Revision: 322
Author: bslatkin
Date: Wed Feb 3 09:48:25 2010
Log: remove auto-discovery code from hub
http://code.google.com/p/pubsubhubbub/source/detail?r=322
Modified:
/trunk/hub/main.py
/trunk/hub/main_test.py
=======================================
--- /trunk/hub/main.py Wed Feb 3 09:37:28 2010
+++ /trunk/hub/main.py Wed Feb 3 09:48:25 2010
@@ -224,28 +224,6 @@
MAPPINGS_QUEUE = 'mappings'
-WEBLOGS_XMLRPC_ERROR = """<?xml version="1.0"?>
-<methodResponse><params><param><value><struct>
-<member><name>flerror</name><value><boolean>1</boolean></value></member>
-<member><name>message</name><value>%s</value></member>
-<member><name>legal</name><value>
-You agree that use of this ping service is governed
-by the Terms of Use found at pubsubhubbub.appspot.com.
-</value></member>
-</struct></value></param></params></methodResponse>
-"""
-
-WEBLOGS_XMLRPC_SUCCESS = """<?xml version="1.0"?>
-<methodResponse><params><param><value><struct>
-<member><name>flerror</name><value><boolean>0</boolean></value></member>
-<member><name>message</name><value>Thanks for the ping.</value></member>
-<member><name>legal</name><value>
-You agree that use of this ping service is governed
-by the Terms of Use found at pubsubhubbub.appspot.com.
-</value></member>
-</struct></value></param></params></methodResponse>
-"""
-
################################################################################
# Helper functions
@@ -361,109 +339,6 @@
"""Returns a string containing a random challenge token."""

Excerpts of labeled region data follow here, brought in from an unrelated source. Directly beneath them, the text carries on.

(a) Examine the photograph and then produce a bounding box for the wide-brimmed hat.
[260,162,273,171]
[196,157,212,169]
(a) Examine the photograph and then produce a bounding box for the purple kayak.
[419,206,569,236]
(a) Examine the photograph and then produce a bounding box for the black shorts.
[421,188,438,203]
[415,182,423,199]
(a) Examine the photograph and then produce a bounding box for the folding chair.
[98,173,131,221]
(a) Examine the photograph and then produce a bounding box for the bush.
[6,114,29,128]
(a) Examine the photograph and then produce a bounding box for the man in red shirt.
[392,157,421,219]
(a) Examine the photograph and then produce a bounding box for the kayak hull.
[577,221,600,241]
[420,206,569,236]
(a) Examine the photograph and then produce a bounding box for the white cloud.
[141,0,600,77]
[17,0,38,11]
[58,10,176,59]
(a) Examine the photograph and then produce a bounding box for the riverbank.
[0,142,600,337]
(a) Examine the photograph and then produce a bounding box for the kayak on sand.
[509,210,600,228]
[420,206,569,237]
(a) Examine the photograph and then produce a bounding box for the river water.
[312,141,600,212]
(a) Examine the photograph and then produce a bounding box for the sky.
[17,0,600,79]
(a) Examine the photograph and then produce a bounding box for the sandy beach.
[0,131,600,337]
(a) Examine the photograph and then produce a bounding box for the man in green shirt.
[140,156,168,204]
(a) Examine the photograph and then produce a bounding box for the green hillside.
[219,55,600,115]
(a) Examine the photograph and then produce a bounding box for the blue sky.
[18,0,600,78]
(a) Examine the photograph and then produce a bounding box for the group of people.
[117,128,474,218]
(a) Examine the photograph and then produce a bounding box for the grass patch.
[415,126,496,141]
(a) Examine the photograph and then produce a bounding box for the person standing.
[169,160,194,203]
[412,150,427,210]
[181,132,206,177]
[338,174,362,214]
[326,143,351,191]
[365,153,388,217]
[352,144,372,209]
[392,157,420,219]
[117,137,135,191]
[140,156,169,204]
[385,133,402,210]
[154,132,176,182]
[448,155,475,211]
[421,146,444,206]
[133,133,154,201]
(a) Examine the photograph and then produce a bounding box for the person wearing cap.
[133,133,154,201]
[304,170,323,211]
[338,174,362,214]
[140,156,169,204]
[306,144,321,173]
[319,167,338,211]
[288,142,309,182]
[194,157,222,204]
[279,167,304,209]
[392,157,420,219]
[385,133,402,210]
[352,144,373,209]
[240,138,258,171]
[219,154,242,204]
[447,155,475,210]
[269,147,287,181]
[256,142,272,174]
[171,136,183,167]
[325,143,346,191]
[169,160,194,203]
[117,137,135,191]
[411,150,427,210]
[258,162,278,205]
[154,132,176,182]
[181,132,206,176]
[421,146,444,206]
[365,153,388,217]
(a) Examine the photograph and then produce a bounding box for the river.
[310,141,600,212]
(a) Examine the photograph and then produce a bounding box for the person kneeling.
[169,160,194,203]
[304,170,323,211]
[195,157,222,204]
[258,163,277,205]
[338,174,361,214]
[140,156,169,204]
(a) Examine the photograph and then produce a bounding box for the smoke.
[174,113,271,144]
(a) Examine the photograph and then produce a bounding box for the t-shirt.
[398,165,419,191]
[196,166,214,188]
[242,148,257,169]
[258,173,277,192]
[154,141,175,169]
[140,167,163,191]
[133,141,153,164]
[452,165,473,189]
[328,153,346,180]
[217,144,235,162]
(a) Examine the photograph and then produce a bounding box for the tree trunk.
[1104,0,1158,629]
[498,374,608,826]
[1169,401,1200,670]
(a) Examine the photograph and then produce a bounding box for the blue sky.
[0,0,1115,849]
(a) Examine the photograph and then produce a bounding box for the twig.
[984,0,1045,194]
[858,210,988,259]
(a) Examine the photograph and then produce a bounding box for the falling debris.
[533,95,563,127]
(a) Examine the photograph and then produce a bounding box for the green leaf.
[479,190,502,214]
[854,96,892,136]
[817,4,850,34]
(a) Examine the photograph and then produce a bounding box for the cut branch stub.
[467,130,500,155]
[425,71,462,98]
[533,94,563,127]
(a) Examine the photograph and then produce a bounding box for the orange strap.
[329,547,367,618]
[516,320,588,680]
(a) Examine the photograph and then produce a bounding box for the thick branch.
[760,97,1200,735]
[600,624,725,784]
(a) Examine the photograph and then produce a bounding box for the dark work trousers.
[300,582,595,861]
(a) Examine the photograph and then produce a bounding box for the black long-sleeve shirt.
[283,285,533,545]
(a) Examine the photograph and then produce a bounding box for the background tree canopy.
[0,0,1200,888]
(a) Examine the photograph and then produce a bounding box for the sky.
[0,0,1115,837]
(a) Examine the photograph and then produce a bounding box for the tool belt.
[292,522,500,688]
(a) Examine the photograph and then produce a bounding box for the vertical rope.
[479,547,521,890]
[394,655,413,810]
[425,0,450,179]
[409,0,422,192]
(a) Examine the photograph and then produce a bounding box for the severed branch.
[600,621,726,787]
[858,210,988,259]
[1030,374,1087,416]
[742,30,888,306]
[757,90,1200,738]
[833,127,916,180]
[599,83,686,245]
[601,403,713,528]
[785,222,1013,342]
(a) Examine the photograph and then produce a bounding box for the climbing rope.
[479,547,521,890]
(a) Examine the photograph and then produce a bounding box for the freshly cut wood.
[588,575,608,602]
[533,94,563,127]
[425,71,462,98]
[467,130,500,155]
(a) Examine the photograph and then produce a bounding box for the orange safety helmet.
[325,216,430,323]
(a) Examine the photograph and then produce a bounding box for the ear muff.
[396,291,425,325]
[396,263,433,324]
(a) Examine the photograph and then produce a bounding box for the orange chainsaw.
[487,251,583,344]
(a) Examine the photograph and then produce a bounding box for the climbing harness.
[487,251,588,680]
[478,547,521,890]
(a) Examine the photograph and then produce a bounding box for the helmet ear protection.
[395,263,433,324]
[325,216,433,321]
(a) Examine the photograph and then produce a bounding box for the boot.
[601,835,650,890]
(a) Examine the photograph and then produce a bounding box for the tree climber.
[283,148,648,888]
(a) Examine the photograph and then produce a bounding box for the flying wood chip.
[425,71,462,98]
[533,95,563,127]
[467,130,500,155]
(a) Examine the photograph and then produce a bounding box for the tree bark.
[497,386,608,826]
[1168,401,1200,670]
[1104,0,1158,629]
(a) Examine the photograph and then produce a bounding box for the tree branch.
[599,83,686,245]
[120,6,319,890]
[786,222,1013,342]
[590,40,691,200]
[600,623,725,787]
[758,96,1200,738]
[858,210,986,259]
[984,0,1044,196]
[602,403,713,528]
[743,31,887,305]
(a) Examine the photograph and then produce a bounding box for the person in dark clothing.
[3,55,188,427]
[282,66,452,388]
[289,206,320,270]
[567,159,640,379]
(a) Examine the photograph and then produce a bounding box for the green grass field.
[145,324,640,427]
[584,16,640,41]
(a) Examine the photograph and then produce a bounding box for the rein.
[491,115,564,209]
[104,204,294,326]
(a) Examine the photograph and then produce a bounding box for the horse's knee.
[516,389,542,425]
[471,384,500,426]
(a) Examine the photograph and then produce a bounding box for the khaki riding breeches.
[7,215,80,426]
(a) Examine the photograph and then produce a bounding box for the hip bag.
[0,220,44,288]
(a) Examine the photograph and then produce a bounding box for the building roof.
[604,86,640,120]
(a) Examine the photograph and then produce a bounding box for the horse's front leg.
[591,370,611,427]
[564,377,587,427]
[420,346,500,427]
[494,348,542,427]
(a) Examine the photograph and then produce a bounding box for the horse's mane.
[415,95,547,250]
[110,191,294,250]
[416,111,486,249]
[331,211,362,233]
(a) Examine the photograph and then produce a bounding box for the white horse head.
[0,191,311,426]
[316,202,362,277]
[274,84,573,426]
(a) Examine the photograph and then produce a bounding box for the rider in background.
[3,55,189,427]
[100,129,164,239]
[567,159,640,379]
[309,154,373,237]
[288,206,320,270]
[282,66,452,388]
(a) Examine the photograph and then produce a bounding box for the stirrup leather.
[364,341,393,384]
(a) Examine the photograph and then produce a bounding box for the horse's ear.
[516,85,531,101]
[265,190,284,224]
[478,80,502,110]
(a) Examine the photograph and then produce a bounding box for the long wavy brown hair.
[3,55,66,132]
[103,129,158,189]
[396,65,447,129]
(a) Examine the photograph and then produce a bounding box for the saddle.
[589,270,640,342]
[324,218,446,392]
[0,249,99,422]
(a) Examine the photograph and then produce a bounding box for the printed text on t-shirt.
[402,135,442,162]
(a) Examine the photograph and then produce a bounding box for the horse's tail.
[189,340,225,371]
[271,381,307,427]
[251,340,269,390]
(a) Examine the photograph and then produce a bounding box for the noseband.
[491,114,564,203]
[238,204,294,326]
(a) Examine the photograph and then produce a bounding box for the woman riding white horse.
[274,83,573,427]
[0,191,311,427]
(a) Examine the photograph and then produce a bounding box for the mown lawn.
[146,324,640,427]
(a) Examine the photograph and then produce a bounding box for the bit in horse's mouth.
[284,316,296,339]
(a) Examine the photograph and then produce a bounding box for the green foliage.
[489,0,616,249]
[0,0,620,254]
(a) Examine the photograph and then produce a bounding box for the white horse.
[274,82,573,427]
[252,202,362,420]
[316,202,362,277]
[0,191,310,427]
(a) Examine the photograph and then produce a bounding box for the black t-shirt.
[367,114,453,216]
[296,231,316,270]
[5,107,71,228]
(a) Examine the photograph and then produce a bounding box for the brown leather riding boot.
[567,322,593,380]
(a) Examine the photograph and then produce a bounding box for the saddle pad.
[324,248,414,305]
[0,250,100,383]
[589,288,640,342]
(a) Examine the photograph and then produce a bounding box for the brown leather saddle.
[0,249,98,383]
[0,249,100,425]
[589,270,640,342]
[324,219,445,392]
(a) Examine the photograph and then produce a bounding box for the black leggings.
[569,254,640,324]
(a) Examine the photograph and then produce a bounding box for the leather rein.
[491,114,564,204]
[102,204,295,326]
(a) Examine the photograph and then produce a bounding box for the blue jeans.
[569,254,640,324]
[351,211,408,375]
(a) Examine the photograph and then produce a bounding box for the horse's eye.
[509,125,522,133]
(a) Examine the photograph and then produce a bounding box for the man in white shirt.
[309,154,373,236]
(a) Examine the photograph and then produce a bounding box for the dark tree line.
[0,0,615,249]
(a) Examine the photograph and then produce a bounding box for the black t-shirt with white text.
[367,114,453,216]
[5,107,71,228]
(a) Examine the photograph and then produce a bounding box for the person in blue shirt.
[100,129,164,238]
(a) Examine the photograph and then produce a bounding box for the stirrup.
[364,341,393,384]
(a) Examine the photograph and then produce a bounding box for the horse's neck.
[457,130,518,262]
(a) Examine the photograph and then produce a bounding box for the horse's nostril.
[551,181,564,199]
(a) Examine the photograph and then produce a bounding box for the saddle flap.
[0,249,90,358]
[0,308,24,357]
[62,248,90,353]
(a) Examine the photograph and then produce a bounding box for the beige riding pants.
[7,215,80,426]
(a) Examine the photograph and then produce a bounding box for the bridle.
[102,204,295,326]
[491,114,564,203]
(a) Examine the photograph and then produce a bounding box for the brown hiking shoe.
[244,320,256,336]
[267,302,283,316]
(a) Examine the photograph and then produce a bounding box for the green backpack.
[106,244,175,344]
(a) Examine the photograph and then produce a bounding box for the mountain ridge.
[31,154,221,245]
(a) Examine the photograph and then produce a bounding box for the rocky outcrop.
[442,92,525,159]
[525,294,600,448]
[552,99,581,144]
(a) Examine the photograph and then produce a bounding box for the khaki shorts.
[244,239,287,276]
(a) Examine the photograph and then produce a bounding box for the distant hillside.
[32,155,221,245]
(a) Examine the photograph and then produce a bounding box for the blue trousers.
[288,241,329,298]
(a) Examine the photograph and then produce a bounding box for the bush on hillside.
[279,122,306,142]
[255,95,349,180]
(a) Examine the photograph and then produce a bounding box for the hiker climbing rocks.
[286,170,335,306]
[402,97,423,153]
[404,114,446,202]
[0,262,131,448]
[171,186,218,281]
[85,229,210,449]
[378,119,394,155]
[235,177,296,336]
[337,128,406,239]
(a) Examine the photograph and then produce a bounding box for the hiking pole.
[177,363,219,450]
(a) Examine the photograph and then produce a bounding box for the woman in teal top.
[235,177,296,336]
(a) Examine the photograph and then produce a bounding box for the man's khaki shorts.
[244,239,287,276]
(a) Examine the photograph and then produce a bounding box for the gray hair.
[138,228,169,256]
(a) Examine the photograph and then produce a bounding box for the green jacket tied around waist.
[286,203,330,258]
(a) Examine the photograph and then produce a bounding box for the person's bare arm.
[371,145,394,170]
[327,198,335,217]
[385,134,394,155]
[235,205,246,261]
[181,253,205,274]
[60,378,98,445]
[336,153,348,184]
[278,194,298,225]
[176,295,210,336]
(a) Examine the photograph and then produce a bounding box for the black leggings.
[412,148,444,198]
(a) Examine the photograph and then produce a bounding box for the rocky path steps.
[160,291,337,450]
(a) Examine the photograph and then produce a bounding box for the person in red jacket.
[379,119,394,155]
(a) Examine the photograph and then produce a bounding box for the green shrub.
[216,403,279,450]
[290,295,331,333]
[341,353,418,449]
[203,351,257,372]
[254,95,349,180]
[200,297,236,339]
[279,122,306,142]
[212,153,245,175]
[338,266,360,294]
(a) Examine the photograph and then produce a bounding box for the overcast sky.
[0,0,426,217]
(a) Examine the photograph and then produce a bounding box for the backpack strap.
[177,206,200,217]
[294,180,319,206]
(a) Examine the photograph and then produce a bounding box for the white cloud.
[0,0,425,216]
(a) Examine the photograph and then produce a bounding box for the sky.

return ''.join(random.choice(_VALID_CHARS) for i in xrange(128))
-
-class HtmlDiscoveryParser(sgmllib.SGMLParser):
- """HTML parser that auto-discovers feed URLs.
-
- Based off of Mark Pilgrim's auto-discovery script from:
- http://diveintomark.org/archives/2002/05/31/rss_autodiscovery_in_python
-
- Thus, this class is roughly Copyright 2002, Mark Pilgrim and is
- under the Python license:
- http://www.python.org/psf/license/
-
- Feed URLs will be placed in the 'feed_urls' attribute's list.
- """
-
- def reset(self):
- sgmllib.SGMLParser.reset(self)
- self.feed_urls = []
-
- def end_head(self, attrs):
- self.setnomoretags()
-
- def start_body(self, attrs):
- self.setnomoretags()
-
- def do_link(self, attrs):
- attr_dict = dict(attrs)
- if attr_dict.get('rel').lower() != 'alternate':
- return
- type = attr_dict.get('type')
- if type not in ('application/atom+xml', 'application/rss+xml'):
- return
- href = attr_dict.get('href')
- # This URL may be bad, but it will be validated later.
- self.feed_urls.append(href)
-
-
-class AutoDiscoveryError(Exception):
- """Raised when auto-discovery fails for whatever reason.
-
- The exception detail should be set to a descriptive string that could
- be presented to the requestor on the other side.
- """
-
-
-def auto_discover_urls(blog_url):
- """Auto-discovers the feed links for a URL.
-
- Caches the discovered URLs in memcache.
-
- Args:
- blog_url: The feed to do auto-discovery on. May be a feed URL itself,
in
- which case this URL will be returned.
-
- Returns:
- A list of feed URLs. May be multiple in cases where multiple formats or
- variants of a feed are auto-discovered.
-
- Raises:
- AutoDiscoveryError if auto-discovery fails for any reason.
- """
- key = 'auto_discover:' + blog_url
- mapping = memcache.get(key)
- if mapping:
- feed_urls = mapping.split('\n')
- logging.debug('Cache hit for auto-discovery of blog_url=%s: %s',
- blog_url, feed_urls)
- return feed_urls
-
- try:
- result = urlfetch.fetch(blog_url)
- except (apiproxy_errors.Error, urlfetch.Error), e:
- logging.exception('Error fetching for discovery blog URL=%s', blog_url)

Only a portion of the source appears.